Les veilleurs de l'aube-V.Malka

Il arrive cependant que tel poète se laisse gagner par la tristesse et le désespoir. Et qu'il reprenne le cri de Jonas : Et maintenant, de grâce, ô Éternel, ôte-moi la vie ! Car la mort pour moi est préférable à la vie (Jon 4, 3), ou encore la lamentation de Job : Mon âme est dégoûtée de la vie, je veux donner un libre cours à mes plaintes, parler dans l'amertume de mon cœur (Jb 10, 1). « Mais, écrit un autre poète, les musulmans se moquent de nos espérances messianiques. Nous sommes méprisés parce qu'ils consi­dèrent que la vraie religion c'est l'islam et que Dieu ne peut pas nous aimer. »

C'est cependant aux chrétiens que s'en prend violem­ment le poète Chlomo Haloua. Il les considère comme des « idolâtres », se moque sans se gêner d'un dieu que l'on « peut voir et toucher ». Comment connaît-il l'existence des chrétiens et surtout leur foi et leurs croyances puisque, depuis le Moyen Âge, il n'y a pratiquement pas de communautés chrétiennes dans le pays ? Serait-il, comme on le dit, allé dans la ville de Rome qu'il cite dans son œuvre ? Selon Yossef Chétrit à qui l'on emprunte ces observations, il semble que Haloua ait écrit son poème après un voyage qu'il a entrepris à Gibraltar et au cours duquel il a pu prendre connaissance de l'essentiel de la théologie chrétienne.
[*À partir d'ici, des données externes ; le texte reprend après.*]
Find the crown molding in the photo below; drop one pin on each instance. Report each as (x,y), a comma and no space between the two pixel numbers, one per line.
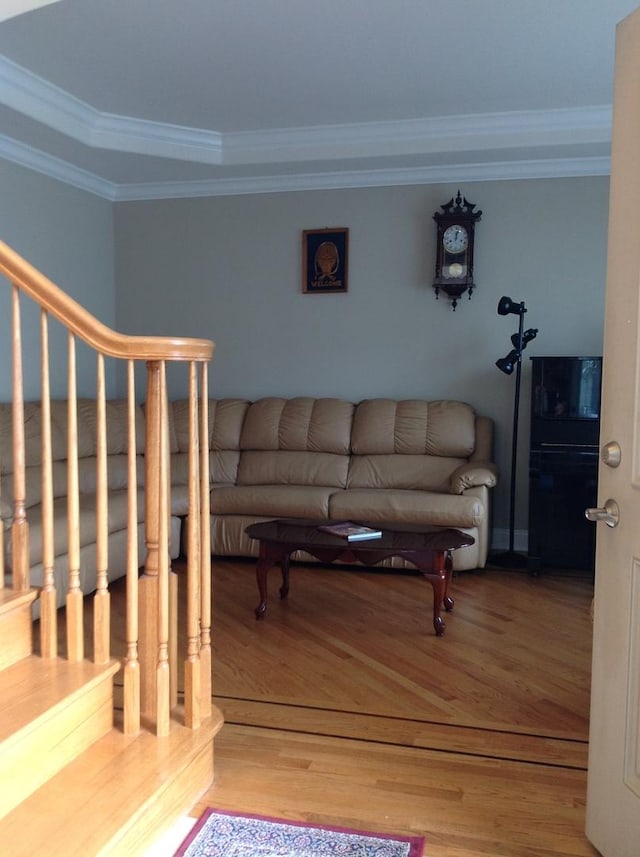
(55,168)
(40,100)
(60,170)
(502,171)
(43,102)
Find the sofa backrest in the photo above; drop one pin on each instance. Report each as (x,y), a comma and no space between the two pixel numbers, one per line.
(226,418)
(411,444)
(297,441)
(116,410)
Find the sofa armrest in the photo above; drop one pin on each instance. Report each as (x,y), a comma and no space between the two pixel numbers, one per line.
(472,474)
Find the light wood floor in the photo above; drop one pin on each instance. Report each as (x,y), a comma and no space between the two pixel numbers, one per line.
(342,707)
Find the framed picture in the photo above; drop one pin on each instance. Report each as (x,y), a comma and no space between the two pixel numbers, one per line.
(325,257)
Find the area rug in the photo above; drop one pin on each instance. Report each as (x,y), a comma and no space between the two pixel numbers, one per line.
(229,834)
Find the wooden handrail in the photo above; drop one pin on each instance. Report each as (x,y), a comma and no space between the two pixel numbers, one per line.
(87,327)
(150,663)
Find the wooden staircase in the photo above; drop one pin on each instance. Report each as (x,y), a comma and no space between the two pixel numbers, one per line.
(81,773)
(71,781)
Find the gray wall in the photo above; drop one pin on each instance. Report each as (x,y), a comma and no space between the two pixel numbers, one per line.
(230,269)
(68,235)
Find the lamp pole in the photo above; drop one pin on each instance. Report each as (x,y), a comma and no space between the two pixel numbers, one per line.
(519,340)
(514,449)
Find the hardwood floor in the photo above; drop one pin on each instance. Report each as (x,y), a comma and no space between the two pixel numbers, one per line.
(342,707)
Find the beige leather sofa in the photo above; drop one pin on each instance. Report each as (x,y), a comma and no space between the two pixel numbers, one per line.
(379,460)
(117,482)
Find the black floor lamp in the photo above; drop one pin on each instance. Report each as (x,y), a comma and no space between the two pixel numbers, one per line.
(513,360)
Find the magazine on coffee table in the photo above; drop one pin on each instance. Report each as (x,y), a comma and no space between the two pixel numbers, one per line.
(350,531)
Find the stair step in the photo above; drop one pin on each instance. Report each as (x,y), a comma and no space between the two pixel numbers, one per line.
(117,796)
(15,625)
(52,711)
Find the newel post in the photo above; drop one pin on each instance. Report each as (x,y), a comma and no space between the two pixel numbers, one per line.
(158,590)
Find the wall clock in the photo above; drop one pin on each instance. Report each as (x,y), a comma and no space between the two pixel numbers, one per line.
(454,249)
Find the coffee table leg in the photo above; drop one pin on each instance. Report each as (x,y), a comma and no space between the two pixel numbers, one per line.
(437,569)
(284,564)
(262,569)
(448,566)
(269,556)
(439,588)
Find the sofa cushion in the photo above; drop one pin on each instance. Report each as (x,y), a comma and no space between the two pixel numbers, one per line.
(117,520)
(411,507)
(225,418)
(413,427)
(271,501)
(417,472)
(301,424)
(223,467)
(293,468)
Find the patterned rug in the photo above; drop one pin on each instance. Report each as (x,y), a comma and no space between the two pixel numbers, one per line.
(227,834)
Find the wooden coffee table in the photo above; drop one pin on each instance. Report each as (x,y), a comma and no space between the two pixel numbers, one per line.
(429,549)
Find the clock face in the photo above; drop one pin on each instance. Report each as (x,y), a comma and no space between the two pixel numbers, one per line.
(456,270)
(455,239)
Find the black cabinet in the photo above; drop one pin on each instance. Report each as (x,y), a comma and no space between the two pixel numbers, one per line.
(563,461)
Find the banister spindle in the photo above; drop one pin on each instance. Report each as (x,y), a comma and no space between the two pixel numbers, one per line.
(48,611)
(192,681)
(132,663)
(20,526)
(102,598)
(75,633)
(205,553)
(163,674)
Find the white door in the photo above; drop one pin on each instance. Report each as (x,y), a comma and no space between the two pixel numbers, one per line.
(613,799)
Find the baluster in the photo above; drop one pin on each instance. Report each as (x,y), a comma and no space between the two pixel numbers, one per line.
(102,597)
(75,635)
(192,679)
(205,554)
(132,664)
(163,684)
(20,526)
(148,589)
(48,611)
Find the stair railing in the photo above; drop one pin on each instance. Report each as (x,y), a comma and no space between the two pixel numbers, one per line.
(150,663)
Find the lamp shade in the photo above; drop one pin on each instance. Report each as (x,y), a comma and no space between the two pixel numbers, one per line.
(506,306)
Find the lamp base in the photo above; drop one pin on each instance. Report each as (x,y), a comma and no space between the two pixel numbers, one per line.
(508,559)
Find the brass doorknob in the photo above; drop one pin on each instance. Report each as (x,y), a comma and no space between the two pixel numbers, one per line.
(609,513)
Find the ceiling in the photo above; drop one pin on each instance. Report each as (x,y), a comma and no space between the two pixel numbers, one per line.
(134,99)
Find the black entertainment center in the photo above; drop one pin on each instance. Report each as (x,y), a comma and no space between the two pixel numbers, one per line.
(563,461)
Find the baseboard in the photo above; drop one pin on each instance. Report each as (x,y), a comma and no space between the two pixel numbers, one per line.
(500,540)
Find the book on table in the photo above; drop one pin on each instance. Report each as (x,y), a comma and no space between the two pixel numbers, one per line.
(350,531)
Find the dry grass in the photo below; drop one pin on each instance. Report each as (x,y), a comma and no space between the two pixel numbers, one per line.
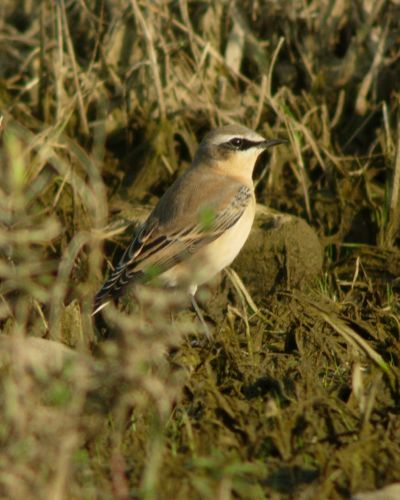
(103,104)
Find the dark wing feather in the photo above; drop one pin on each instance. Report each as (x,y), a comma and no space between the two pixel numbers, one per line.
(154,248)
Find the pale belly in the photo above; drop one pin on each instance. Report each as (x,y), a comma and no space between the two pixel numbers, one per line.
(211,259)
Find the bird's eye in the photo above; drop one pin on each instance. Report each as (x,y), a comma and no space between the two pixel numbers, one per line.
(236,142)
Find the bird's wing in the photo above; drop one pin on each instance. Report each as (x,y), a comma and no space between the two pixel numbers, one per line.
(159,246)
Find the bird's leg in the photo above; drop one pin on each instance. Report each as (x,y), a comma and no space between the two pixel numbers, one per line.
(201,317)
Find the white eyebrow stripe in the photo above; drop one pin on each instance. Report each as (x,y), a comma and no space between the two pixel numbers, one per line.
(220,139)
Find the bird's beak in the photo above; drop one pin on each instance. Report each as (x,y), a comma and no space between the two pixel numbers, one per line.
(268,143)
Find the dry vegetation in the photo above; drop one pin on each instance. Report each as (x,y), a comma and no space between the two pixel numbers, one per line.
(103,104)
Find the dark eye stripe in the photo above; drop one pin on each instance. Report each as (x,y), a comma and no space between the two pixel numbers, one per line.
(240,144)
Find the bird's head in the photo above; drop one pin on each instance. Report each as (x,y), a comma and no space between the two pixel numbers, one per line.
(233,148)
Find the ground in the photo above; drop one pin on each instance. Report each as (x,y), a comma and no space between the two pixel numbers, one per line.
(103,104)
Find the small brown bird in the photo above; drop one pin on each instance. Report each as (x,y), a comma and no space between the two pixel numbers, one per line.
(200,223)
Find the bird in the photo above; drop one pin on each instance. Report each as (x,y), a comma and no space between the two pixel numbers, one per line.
(200,223)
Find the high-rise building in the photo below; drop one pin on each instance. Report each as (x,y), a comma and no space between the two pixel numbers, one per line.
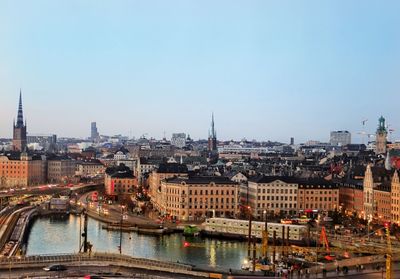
(381,137)
(19,131)
(340,138)
(212,136)
(94,134)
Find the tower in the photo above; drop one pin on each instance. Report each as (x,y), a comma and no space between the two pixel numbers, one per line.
(212,136)
(381,137)
(19,131)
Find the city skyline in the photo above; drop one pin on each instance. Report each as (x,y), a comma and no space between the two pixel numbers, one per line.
(268,71)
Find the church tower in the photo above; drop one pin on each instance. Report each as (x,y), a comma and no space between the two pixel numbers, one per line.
(19,132)
(212,137)
(381,137)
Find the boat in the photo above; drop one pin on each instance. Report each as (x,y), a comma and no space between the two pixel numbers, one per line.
(191,230)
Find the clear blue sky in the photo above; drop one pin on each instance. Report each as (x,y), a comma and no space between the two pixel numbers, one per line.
(268,69)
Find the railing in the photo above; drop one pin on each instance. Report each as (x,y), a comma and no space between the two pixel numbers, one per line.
(95,257)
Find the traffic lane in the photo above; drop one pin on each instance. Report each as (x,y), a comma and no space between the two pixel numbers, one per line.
(81,271)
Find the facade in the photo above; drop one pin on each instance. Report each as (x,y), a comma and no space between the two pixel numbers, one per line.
(89,168)
(395,198)
(351,197)
(317,194)
(381,137)
(178,140)
(382,200)
(21,170)
(368,186)
(120,181)
(275,194)
(198,197)
(47,142)
(164,171)
(60,170)
(94,133)
(340,138)
(19,129)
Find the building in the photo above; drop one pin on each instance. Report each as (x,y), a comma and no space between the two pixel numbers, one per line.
(19,131)
(212,137)
(381,137)
(89,168)
(94,133)
(382,202)
(164,171)
(46,142)
(21,169)
(340,138)
(351,197)
(178,140)
(317,195)
(60,169)
(275,194)
(198,197)
(395,198)
(119,181)
(368,186)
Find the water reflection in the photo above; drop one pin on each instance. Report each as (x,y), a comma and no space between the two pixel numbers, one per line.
(55,235)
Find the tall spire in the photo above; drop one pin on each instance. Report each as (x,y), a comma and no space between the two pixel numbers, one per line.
(212,126)
(20,118)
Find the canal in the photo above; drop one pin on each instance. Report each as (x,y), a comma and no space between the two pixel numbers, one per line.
(50,235)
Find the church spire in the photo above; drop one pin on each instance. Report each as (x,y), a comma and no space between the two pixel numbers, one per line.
(20,117)
(213,134)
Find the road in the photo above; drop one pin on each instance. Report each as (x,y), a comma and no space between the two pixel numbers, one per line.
(81,271)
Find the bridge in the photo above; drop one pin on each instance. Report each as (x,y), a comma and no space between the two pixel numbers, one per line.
(98,259)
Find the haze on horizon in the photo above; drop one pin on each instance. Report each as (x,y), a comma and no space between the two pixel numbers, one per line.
(269,70)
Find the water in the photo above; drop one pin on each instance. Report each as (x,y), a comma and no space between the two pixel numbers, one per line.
(61,235)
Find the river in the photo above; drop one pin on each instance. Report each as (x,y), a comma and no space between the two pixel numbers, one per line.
(55,235)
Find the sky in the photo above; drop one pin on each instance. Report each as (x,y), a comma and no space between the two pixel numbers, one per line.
(269,70)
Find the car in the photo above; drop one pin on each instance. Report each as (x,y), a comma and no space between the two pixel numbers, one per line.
(55,267)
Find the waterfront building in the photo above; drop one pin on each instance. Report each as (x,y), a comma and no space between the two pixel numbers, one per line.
(276,194)
(20,169)
(94,133)
(381,137)
(382,202)
(351,197)
(317,195)
(340,138)
(198,197)
(368,186)
(119,181)
(164,171)
(19,129)
(89,168)
(46,142)
(395,198)
(60,169)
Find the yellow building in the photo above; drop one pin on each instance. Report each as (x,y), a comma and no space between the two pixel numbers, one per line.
(21,170)
(198,197)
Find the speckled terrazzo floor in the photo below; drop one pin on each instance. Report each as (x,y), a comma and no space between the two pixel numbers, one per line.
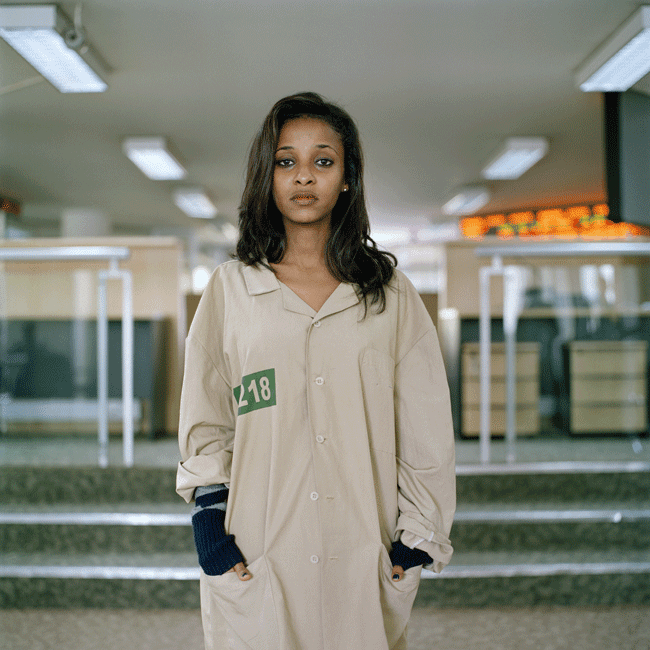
(541,628)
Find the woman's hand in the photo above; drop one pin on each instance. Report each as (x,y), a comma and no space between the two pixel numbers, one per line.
(397,574)
(242,572)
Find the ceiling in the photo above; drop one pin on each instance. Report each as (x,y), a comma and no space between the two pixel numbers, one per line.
(434,85)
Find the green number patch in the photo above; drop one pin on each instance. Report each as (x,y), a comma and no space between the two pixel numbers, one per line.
(257,391)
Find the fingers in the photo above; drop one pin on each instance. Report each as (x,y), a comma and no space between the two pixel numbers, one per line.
(242,572)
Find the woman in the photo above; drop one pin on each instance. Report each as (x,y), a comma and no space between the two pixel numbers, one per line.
(315,426)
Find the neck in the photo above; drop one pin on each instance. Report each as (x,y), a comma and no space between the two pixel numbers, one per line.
(306,245)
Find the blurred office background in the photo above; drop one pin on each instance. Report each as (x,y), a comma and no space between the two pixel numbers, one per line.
(507,153)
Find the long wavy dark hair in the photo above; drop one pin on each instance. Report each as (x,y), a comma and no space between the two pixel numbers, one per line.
(351,254)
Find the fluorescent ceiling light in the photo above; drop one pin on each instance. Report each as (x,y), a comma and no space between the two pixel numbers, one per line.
(195,203)
(517,156)
(467,200)
(153,158)
(37,33)
(622,60)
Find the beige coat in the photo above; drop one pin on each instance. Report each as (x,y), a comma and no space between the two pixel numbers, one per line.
(334,433)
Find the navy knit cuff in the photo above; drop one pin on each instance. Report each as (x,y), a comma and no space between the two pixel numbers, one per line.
(217,551)
(406,557)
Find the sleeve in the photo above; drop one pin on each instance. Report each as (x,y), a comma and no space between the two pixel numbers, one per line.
(425,443)
(207,418)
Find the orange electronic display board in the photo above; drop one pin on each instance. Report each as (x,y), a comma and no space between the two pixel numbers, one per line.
(588,222)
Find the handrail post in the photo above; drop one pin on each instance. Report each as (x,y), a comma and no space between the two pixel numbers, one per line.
(102,369)
(127,367)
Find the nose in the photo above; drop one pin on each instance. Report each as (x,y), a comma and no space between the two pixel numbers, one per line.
(304,175)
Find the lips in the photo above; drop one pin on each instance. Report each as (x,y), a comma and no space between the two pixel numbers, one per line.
(304,198)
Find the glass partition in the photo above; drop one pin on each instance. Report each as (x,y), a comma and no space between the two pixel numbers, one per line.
(580,368)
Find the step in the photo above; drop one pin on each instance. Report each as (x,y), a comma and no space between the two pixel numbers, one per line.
(476,485)
(167,527)
(471,580)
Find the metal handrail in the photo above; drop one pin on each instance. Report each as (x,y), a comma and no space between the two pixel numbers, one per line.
(112,254)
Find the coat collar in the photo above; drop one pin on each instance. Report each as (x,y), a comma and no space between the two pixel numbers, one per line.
(261,280)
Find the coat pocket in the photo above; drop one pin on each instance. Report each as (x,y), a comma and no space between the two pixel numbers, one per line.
(247,607)
(396,598)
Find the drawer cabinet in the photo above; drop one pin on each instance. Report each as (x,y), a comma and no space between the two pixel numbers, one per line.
(608,387)
(527,389)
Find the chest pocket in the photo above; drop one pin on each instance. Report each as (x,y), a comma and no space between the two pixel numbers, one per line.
(377,371)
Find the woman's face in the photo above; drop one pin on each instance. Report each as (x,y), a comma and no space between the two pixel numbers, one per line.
(308,175)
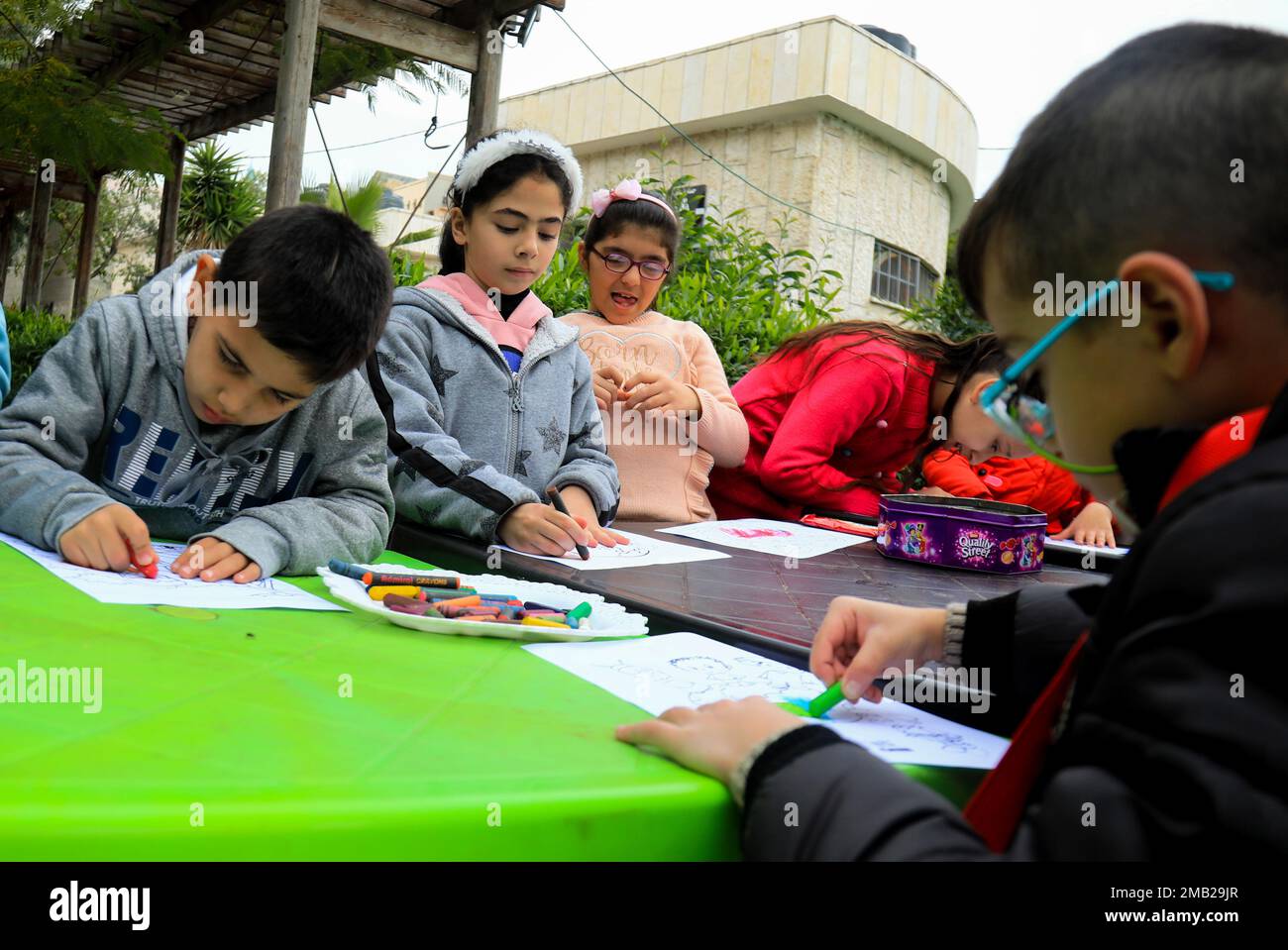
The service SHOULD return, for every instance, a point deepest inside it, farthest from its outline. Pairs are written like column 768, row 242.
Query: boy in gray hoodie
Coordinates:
column 220, row 404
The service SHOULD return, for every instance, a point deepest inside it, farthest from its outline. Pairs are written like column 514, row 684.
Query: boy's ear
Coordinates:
column 1171, row 306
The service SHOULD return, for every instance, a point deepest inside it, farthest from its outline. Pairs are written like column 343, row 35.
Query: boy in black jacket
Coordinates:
column 1164, row 731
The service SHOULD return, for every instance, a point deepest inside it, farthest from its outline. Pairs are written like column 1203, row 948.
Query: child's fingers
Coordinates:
column 645, row 376
column 640, row 394
column 248, row 575
column 224, row 568
column 134, row 529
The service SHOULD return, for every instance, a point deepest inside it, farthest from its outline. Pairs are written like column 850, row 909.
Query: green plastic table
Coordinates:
column 227, row 735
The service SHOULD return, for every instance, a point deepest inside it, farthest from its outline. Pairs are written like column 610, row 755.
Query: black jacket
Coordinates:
column 1177, row 729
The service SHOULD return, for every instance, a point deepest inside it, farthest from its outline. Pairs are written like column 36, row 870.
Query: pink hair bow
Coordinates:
column 626, row 189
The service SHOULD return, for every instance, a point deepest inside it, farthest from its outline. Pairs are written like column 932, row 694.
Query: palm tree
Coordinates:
column 361, row 201
column 218, row 200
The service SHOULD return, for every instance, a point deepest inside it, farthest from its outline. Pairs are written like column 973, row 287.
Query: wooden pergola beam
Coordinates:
column 406, row 33
column 291, row 108
column 33, row 278
column 167, row 227
column 485, row 82
column 156, row 46
column 85, row 252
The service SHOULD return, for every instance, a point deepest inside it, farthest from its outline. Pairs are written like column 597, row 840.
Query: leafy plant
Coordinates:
column 218, row 201
column 361, row 201
column 31, row 334
column 745, row 290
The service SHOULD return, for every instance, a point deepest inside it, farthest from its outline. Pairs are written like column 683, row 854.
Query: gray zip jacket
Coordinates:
column 481, row 439
column 104, row 418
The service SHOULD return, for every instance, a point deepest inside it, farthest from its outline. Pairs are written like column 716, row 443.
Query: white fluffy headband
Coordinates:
column 488, row 152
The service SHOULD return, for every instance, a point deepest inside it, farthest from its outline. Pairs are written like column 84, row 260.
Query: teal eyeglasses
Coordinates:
column 1022, row 415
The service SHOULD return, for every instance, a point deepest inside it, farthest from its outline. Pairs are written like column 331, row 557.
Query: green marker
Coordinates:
column 823, row 701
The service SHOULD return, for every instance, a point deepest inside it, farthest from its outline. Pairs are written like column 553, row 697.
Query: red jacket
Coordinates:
column 1031, row 480
column 863, row 413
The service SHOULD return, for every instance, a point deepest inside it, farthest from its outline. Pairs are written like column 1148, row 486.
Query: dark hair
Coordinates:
column 635, row 214
column 1138, row 152
column 954, row 360
column 496, row 179
column 322, row 286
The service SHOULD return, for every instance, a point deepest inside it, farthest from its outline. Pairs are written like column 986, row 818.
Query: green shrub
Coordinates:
column 31, row 334
column 729, row 278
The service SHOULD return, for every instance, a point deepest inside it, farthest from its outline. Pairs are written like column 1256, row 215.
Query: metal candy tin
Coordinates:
column 969, row 533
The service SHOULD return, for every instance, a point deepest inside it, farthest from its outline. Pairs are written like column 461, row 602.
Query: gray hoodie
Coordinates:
column 477, row 439
column 104, row 418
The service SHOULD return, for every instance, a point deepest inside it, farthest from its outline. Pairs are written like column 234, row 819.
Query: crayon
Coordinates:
column 149, row 571
column 410, row 580
column 346, row 570
column 557, row 499
column 542, row 622
column 378, row 592
column 442, row 593
column 580, row 613
column 475, row 600
column 406, row 605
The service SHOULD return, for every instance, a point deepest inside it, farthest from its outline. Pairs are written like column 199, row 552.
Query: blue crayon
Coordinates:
column 346, row 570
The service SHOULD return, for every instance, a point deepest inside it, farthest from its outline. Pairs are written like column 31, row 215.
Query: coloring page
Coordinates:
column 640, row 553
column 130, row 587
column 657, row 674
column 778, row 538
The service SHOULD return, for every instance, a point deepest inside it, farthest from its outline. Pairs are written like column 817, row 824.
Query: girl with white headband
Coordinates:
column 487, row 398
column 658, row 382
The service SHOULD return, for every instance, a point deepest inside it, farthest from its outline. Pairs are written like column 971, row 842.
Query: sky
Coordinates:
column 1005, row 58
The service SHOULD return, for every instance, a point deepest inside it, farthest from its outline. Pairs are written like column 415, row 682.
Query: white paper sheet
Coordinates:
column 671, row 670
column 640, row 553
column 171, row 589
column 1109, row 551
column 778, row 538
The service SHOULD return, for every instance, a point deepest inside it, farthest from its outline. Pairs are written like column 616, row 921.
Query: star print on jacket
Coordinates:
column 389, row 365
column 552, row 435
column 439, row 374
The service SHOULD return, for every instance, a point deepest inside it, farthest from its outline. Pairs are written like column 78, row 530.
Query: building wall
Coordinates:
column 819, row 114
column 820, row 163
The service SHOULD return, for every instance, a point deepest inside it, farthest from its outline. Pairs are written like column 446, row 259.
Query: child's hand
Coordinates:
column 608, row 381
column 715, row 738
column 581, row 506
column 862, row 639
column 651, row 389
column 213, row 560
column 1094, row 525
column 103, row 540
column 540, row 529
column 599, row 534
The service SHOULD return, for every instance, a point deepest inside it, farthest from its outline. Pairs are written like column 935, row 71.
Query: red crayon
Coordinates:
column 149, row 571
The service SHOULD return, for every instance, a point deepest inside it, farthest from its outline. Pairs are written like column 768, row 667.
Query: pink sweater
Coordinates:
column 665, row 481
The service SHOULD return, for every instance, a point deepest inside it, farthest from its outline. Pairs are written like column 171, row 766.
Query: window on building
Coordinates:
column 901, row 278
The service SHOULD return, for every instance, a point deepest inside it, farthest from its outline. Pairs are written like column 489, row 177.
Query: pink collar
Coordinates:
column 478, row 304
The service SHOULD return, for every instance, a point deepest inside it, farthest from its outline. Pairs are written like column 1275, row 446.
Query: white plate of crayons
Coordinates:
column 478, row 605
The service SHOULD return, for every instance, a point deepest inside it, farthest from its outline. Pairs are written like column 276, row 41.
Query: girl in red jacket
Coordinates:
column 1072, row 510
column 837, row 412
On a vu plus haut qu'un autre poète, David Hassine, s'en prendra, de son côté, sans les nommer explicitement, aux francs-maçons dont il expose les croyances. Il dit que ces francs-maçons lui ont « tendu des pièges » et il exprime l'espoir qu'ils « ne trouveront pas d'adeptes dans le peuple d'Israël qui croit au Dieu vivant ».

Pour toutes ces raisons, les riches de la communauté acceptaient souvent de participer financièrement (voire à la prendre entièrement en charge) à l'édition de telles anthologies. Il est arrivé que des imprimeurs juifs mettent leur petite entreprise au service de telles initiatives. Cela ne signifie naturellement pas que tous les poèmes écrits par les rabbins du Maroc aient trouvé hospitalité dans ces répertoires. Les chercheurs spécialisés notent, au contraire, qu'un grand nombre de ces manuscrits restent aujourd'hui encore éparpillés à travers le monde dans des bibliothèques, dans des universités et dans des musées, mais également dans des archives familiales dont les détenteurs refusent obstinément de se dessaisir. On connaît deux professeurs d'universités en Israël qui, aujourd'hui encore, passent une partie de l'année à voyager de ville en ville et de village en village, au Maroc, à la recherche de vestiges de ces productions, qu'elles soient de carac­tère poétique, historique ou kabbalistique. Les mêmes chercheurs n'oublient pas d'ajouter que nombre de ces poèmes liturgiques et religieux ont naturellement disparu, à jamais, souvent dans des incendies ou dans des inon­dations.

C'est par centaines que l'on compte ces petites antholo­gies de poésie juive marocaine. Chaque grande ville du pays a tenu à éditer la sienne. Les noms qui ont été donnés à ces petits répertoires sont tous extraits de récits de la Bible et le plus souvent du livre des Psaumes. Que l'on en juge : Qu 'Israël se réjouisse (307 pages) ; Qu 'Israël chante (182 pages) ; Une heure pour toute chose (236 pages) ; Nouveaux Chants et une voix qui pleure (70 pages) ; Un violon agréable (49 pages) ; etc.

Ces anthologies ont toutes pour objectif de répondre à des demandes du public. Chacun veut avoir à sa disposi­tion personnelle les textes des poèmes liturgiques qu'il a entendu chanter, en telle ou telle occasion, à la synagogue. Il arrive que, faute de moyens financiers pour se procurer ces recueils, certains prennent soin de les recopier labo­rieusement à la main dans des carnets. Le plus souvent cependant on fabrique de petits répertoires des vingt ou trente poèmes pour lesquels on a une préférence.